Pour exercer leurs missions sur l’ensemble du territoire, les fédérations sportives délégataires peuvent confier à des comités régionaux ou ligues régionales une partie de leurs attributions. Elles peuvent également créer une ligue professionnelle pour gérer le sport professionnel[13]. La ligue professionnelle est une sorte de filiale de la fédération délégataire, elle reçoit une subdélégation[14] qui lui permet de régir l’accès des clubs professionnels aux compétitions. En même temps que la fédération délégataire créée une ligue professionnelle, elle doit aussi créer un organisme contrôlant si, juridiquement et financièrement, les groupements sportifs qui prennent part aux compétitions remplissent les conditions fixées par les règlements fédéraux[15]. Ces organismes prennent le nom de DNCG pour le football, DNACG pour le rugby, CNACG pour le handball… ils ont pour but d’assurer la pérennité des groupements sportifs, de favoriser le respect de l’équité sportive et de contribuer à la régulation économique des compétitions.

En définitive, la délégation[16] donne un monopole de droit d’organisation des compétitions sportives sur l’ensemble du territoire. Il faut ajouter à ce monopole de droit, le monopole de fait du système fédéral qui se manifeste par le pouvoir fédéral.

Paul MESSI

Pour aller plus loin :

[1] Code du sport, art. L. 131-1

[2] http://www.irsv.org/index.php?option=com_content&view=article&id=139%3Asport-et-regime-autoritaire-le-cas-du-gouvernement-de-vichy-1940-1944&catid=64%3Anumero-6-sport-et-totalitarisme&Itemid=1&lang=fr

[3] Gérald SIMON, thèse « puissance sportive fédéral et ordre juridique étatique », p. 233

[4] Loi n° 75-988 du 29 octobre 1975

[5] Cette distinction était fondée sur la nature des fédérations sportives

[6] Colin Miège, Les instituions sportives, que sais-je, 2ème édiction, p. 40

[7] Loi n° 84-610 du 16 juillet 1984 relative à l’organisation et promotion des activités physiques et sportives

[8] Cette distinction se fonde, désormais, non plus sur la nature mais sur l’objet des fédérations sportives

[9] Pour rappel, les fédérations sportives sont placées sous la tutelle du ministre chargé des sports, à l’exception des fédérations et unions sportives scolaires et universitaires qui sont placées sous la tutelle du ministre chargé de l’Education nationale.

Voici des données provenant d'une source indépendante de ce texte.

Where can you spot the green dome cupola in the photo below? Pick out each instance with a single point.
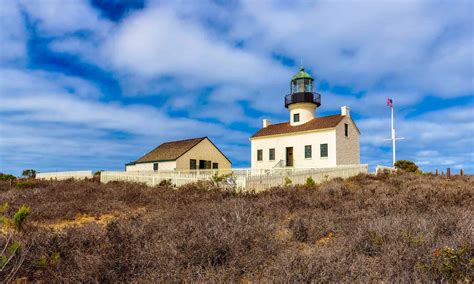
(302, 90)
(302, 82)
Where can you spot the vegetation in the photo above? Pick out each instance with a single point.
(30, 173)
(6, 177)
(407, 166)
(310, 181)
(388, 228)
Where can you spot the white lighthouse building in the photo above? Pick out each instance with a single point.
(306, 140)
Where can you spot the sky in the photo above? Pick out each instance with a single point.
(92, 85)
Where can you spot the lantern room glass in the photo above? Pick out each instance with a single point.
(302, 86)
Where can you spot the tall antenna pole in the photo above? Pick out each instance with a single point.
(393, 141)
(394, 137)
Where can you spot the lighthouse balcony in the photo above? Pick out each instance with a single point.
(305, 97)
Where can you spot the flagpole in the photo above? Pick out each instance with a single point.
(393, 140)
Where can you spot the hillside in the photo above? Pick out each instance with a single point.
(367, 228)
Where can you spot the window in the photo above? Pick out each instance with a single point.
(192, 164)
(296, 117)
(324, 150)
(271, 154)
(307, 152)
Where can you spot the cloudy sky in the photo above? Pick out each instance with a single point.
(96, 84)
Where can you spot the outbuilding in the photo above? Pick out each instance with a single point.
(189, 154)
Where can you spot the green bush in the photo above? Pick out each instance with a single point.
(452, 264)
(406, 165)
(20, 216)
(6, 177)
(25, 184)
(310, 181)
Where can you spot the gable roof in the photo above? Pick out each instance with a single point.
(330, 121)
(170, 151)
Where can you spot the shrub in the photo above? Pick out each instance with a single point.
(25, 184)
(406, 165)
(20, 216)
(29, 173)
(452, 264)
(166, 183)
(6, 177)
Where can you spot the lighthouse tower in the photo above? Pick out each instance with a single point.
(302, 102)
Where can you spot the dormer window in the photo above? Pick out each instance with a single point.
(296, 117)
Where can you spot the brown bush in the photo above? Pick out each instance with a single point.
(391, 228)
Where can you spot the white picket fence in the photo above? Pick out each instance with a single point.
(242, 179)
(65, 175)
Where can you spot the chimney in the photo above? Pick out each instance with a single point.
(266, 122)
(345, 111)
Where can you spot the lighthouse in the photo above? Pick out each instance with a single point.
(306, 140)
(302, 102)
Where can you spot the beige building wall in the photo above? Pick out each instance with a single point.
(298, 142)
(347, 148)
(306, 111)
(205, 150)
(148, 167)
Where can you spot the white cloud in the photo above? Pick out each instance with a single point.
(156, 43)
(12, 33)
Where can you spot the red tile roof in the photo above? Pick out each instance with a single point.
(330, 121)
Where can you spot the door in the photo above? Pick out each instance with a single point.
(289, 156)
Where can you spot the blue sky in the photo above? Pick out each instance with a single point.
(96, 84)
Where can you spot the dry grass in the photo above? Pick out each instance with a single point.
(400, 228)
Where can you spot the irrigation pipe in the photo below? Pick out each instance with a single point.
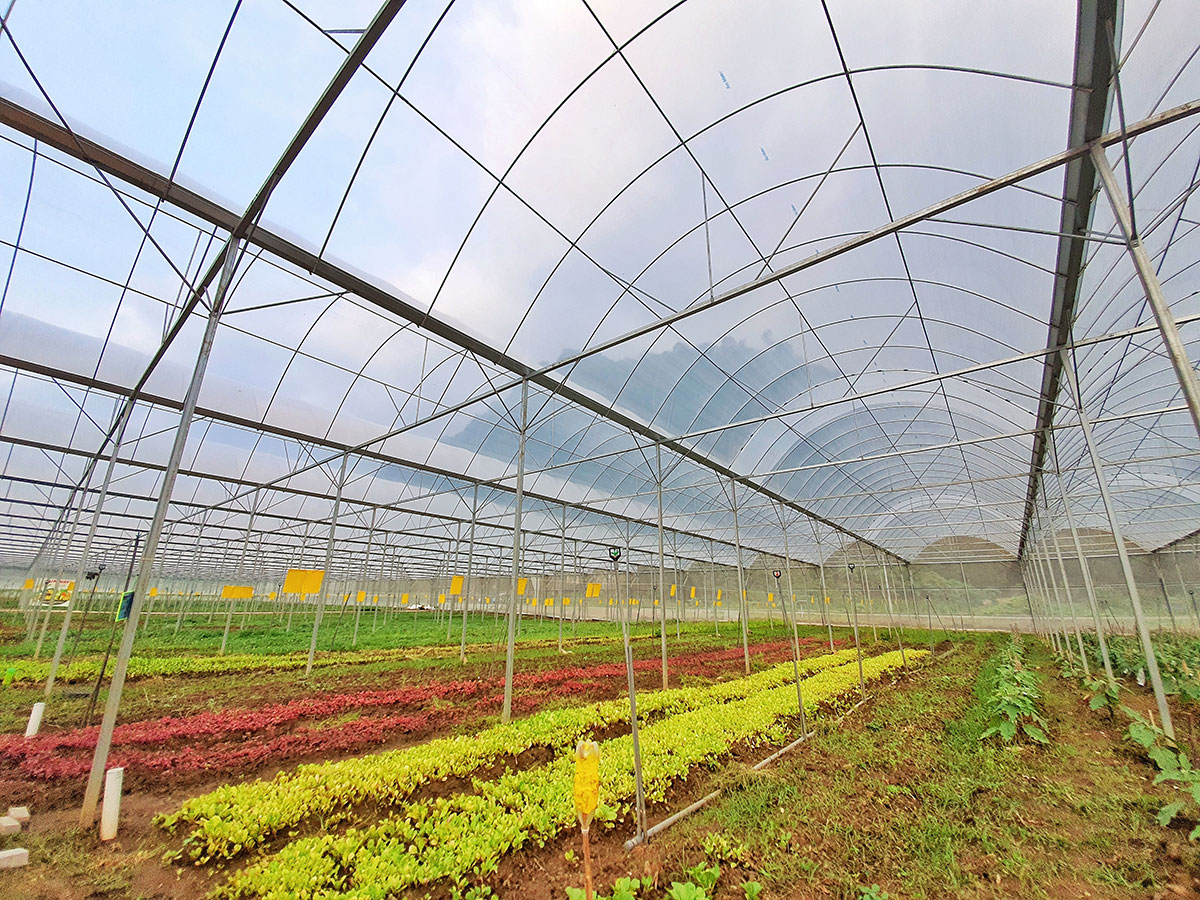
(762, 763)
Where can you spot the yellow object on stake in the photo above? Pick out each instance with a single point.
(587, 798)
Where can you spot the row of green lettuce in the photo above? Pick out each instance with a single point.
(239, 817)
(461, 839)
(85, 670)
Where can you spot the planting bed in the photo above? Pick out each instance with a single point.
(394, 778)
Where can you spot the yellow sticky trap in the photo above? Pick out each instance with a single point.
(587, 780)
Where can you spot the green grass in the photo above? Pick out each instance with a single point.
(917, 803)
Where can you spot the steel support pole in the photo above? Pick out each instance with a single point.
(892, 616)
(858, 649)
(1151, 286)
(471, 570)
(1053, 601)
(105, 741)
(87, 549)
(1147, 647)
(1167, 598)
(1084, 568)
(826, 617)
(796, 634)
(743, 609)
(1071, 601)
(329, 561)
(241, 574)
(663, 593)
(1060, 604)
(507, 713)
(562, 580)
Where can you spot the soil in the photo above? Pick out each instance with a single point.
(1077, 819)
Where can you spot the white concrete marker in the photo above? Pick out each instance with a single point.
(112, 808)
(35, 719)
(13, 858)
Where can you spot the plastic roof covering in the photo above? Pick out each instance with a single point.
(545, 177)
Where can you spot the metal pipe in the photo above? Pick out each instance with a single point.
(663, 594)
(1147, 647)
(507, 714)
(1085, 569)
(743, 611)
(323, 594)
(105, 739)
(1151, 286)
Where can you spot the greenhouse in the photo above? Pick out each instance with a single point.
(593, 448)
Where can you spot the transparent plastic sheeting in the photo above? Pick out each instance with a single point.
(541, 178)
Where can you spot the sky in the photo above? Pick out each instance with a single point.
(539, 178)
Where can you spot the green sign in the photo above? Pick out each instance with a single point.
(123, 611)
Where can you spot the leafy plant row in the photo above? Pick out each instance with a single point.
(85, 670)
(247, 751)
(241, 721)
(237, 817)
(1012, 705)
(1179, 660)
(465, 835)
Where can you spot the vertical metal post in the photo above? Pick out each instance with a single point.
(1071, 601)
(966, 589)
(1147, 647)
(1167, 598)
(825, 595)
(663, 592)
(892, 617)
(105, 741)
(796, 634)
(1043, 591)
(858, 649)
(323, 594)
(81, 570)
(471, 568)
(1084, 568)
(744, 612)
(1048, 573)
(562, 580)
(1151, 286)
(639, 790)
(507, 714)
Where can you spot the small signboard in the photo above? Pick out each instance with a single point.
(123, 611)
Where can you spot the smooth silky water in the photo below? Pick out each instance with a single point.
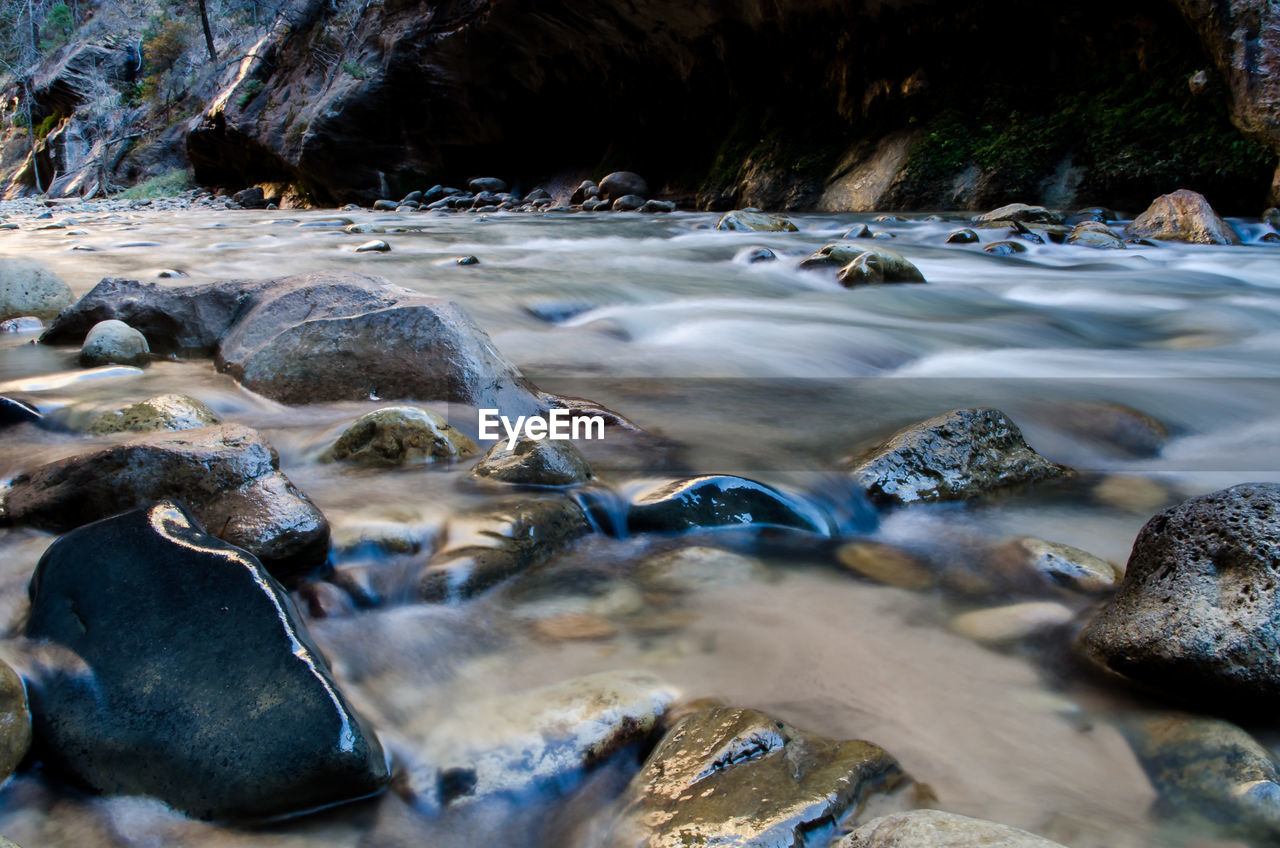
(755, 369)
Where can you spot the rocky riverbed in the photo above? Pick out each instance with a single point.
(848, 566)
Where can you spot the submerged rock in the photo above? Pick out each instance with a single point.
(114, 342)
(547, 738)
(227, 475)
(955, 456)
(720, 501)
(755, 220)
(159, 413)
(484, 548)
(1020, 214)
(534, 463)
(316, 337)
(880, 267)
(1211, 770)
(937, 829)
(1197, 612)
(200, 685)
(1183, 215)
(30, 288)
(400, 436)
(726, 776)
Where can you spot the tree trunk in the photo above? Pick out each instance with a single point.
(209, 32)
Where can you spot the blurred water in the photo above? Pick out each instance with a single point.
(759, 369)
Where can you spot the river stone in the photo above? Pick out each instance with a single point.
(1011, 623)
(485, 547)
(225, 474)
(1183, 215)
(750, 219)
(622, 182)
(200, 684)
(14, 411)
(937, 829)
(960, 455)
(30, 288)
(159, 413)
(114, 342)
(1197, 612)
(714, 500)
(727, 776)
(696, 569)
(528, 742)
(878, 267)
(1020, 214)
(1208, 769)
(400, 436)
(534, 463)
(14, 721)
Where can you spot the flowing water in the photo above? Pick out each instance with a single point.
(748, 368)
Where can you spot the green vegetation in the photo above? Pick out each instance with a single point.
(165, 185)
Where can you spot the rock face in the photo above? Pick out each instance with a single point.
(159, 413)
(534, 463)
(224, 711)
(936, 829)
(1197, 612)
(227, 475)
(956, 456)
(316, 337)
(1183, 215)
(30, 288)
(400, 436)
(1211, 770)
(740, 778)
(720, 501)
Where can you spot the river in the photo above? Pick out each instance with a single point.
(759, 369)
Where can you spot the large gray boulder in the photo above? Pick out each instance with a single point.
(328, 336)
(1197, 615)
(727, 776)
(955, 456)
(225, 474)
(195, 679)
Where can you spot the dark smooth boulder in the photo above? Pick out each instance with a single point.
(713, 501)
(1197, 615)
(727, 776)
(225, 474)
(200, 684)
(955, 456)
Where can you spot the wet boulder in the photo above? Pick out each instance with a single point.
(878, 267)
(1208, 770)
(113, 342)
(621, 183)
(400, 436)
(1019, 214)
(960, 455)
(30, 288)
(755, 220)
(485, 547)
(740, 778)
(225, 474)
(1183, 215)
(937, 829)
(534, 463)
(192, 678)
(1197, 615)
(159, 413)
(713, 501)
(512, 746)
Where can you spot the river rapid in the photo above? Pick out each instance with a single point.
(759, 369)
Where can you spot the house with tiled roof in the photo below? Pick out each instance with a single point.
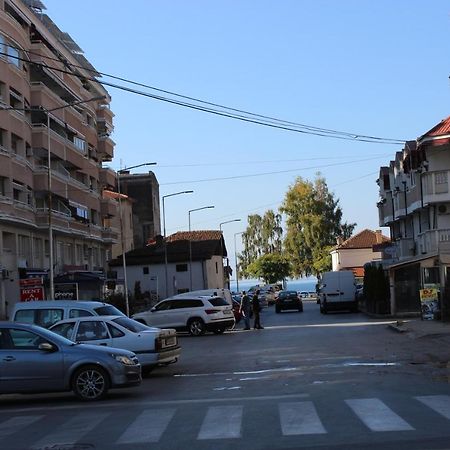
(363, 247)
(415, 204)
(184, 261)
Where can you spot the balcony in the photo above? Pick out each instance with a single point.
(108, 207)
(435, 187)
(107, 178)
(433, 241)
(106, 148)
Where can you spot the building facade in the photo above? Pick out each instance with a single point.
(143, 192)
(55, 126)
(356, 251)
(415, 204)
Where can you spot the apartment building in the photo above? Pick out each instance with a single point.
(55, 127)
(415, 205)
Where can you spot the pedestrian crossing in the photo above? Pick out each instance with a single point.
(226, 421)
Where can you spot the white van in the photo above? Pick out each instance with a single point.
(337, 291)
(219, 292)
(46, 313)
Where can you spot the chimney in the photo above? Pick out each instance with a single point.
(379, 236)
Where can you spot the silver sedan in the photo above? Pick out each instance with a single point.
(36, 360)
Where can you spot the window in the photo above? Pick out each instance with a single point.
(64, 329)
(114, 331)
(24, 340)
(441, 177)
(79, 313)
(91, 331)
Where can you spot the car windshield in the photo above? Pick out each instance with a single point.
(54, 337)
(130, 324)
(218, 301)
(108, 310)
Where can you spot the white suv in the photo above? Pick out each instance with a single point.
(194, 314)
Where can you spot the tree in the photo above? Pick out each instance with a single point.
(314, 221)
(262, 236)
(271, 268)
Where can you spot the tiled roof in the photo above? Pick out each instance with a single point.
(442, 128)
(364, 239)
(198, 235)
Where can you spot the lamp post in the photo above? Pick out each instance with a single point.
(221, 244)
(235, 260)
(122, 234)
(165, 240)
(190, 242)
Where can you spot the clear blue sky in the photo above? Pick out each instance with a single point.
(377, 68)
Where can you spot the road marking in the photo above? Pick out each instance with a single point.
(300, 418)
(438, 403)
(222, 422)
(124, 403)
(73, 430)
(377, 416)
(148, 427)
(15, 424)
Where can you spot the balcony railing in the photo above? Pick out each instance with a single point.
(432, 241)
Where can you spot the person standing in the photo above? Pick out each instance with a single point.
(256, 311)
(245, 308)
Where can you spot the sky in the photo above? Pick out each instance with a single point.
(370, 68)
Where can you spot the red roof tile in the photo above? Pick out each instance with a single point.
(364, 239)
(200, 235)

[10] C. sport, art. L. 131-15

[11] Cette décision affirme l’idée selon laquelle les fédérations sportives exercent une mission de service public administratif par délégation et disposent à cette fin de prérogatives de puissances publiques (c’est-à-dire un pouvoir exorbitant du droit commun pour satisfaire sa mission de service public) ; les actes pris dans le cadre de cette mission sont des actes administratifs unilatéraux. En cas de contentieux, c’est le droit administratif qui s’appliquera

[12] C. sport, art. L. 131-16 et R. 131-32

[13] C. sport, art. L. 132-1

[14] Par principe, une personne morale recevant délégation ne peut pas subdéléguer sauf texte exprès. En l’espèce, il n’y a pas de dispositions à ce propos mais certains auteurs dont le Professeur Gérald SIMON considère que la subdélégation de la fédération délégataire vers la ligue professionnelle est implicite dans les textes

[15] C. sport, art. L. 132-2

[16] Pour rappel, le retrait de la délégation est de droit en cas de retrait de l’agrément ; elle peut aussi être retirée en cas de non-respect des dispositions prévues par les statuts types ou en « cas de manquement grave aux règlements internationaux ou règlements techniques » (article 2 du décret n°85-238 du 13 février 1985 fixant les conditions d’attributions et de retrait de la délégation prévue à l’article 17 de la loi n°84-610 du 16 juillet 1984)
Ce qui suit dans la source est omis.